SQL - Derived Tables

Question

SQL - Derived Tables

Prashant Pandey

SSChasing Mays

Points: 657
More actions
January 15, 2008 at 9:44 pm

#182800

Comments posted to this topic are about the item SQL - Derived Tables
Thanks,
Prashant

Viewing 15 posts - 1 through 15 (of 35 total)

You must be logged in to reply to this topic. Login to reply

Rob Hershfield SSC-Addicted Points: 490 More actions · Answer 1

I try to use derived tables whenever possible, but I recently improved performance by changing a derived table to a temp table. It was large and joined on a non-index column so I found that a temp table with an index on the join fields.

David A. Long SSCrazy Eights Points: 8421 More actions · Answer 2

Great article.

We have been using the derived table as a great complex query design tool:

Break the complex query into derived tables, generally by the specific table's restrictions.

Then JOIN the individual derived table queries into the complex query.

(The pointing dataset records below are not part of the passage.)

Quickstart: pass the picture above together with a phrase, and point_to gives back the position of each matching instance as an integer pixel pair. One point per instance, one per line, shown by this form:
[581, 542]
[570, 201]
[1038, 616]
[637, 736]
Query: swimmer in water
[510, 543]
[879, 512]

BTW here id the fix for the original query:

SELECT C.CustomerID, C.CompanyName

, COUNT(O.OrderID) AS TotalOrders

FROM Customers C

LEFT OUTER JOIN Orders O ON C.CustomerID = O.CustomerID

AND O.OrderDate >= '19960101'

AND O.OrderDate < '19970101'

GROUP BY C.CustomerID, C.CompanyName

The last step is to evaluate for optimization.

A suggestion is no try and not use functions in the where clause as that can cause any available index to be skipped.

Andy

corey lawson Hall of Fame Points: 3773 More actions · Answer 3

"Theta Joins" also can be used.

For the given example in the article, the results should match for this query:

select c.*, o.*

from customers as c

left join orders as o

on c.customerid = o.customerid and year(o.orderdate) = 1996

--where

-- ...

Jeff Moden SSC Guru Points: 1004701 More actions · Answer 4

...and everything happens in memory instead of a combination of memory and disk.
...while a temporary table exists until the server is brought down and also it uses lot of disk space than a derived table in the temdb database.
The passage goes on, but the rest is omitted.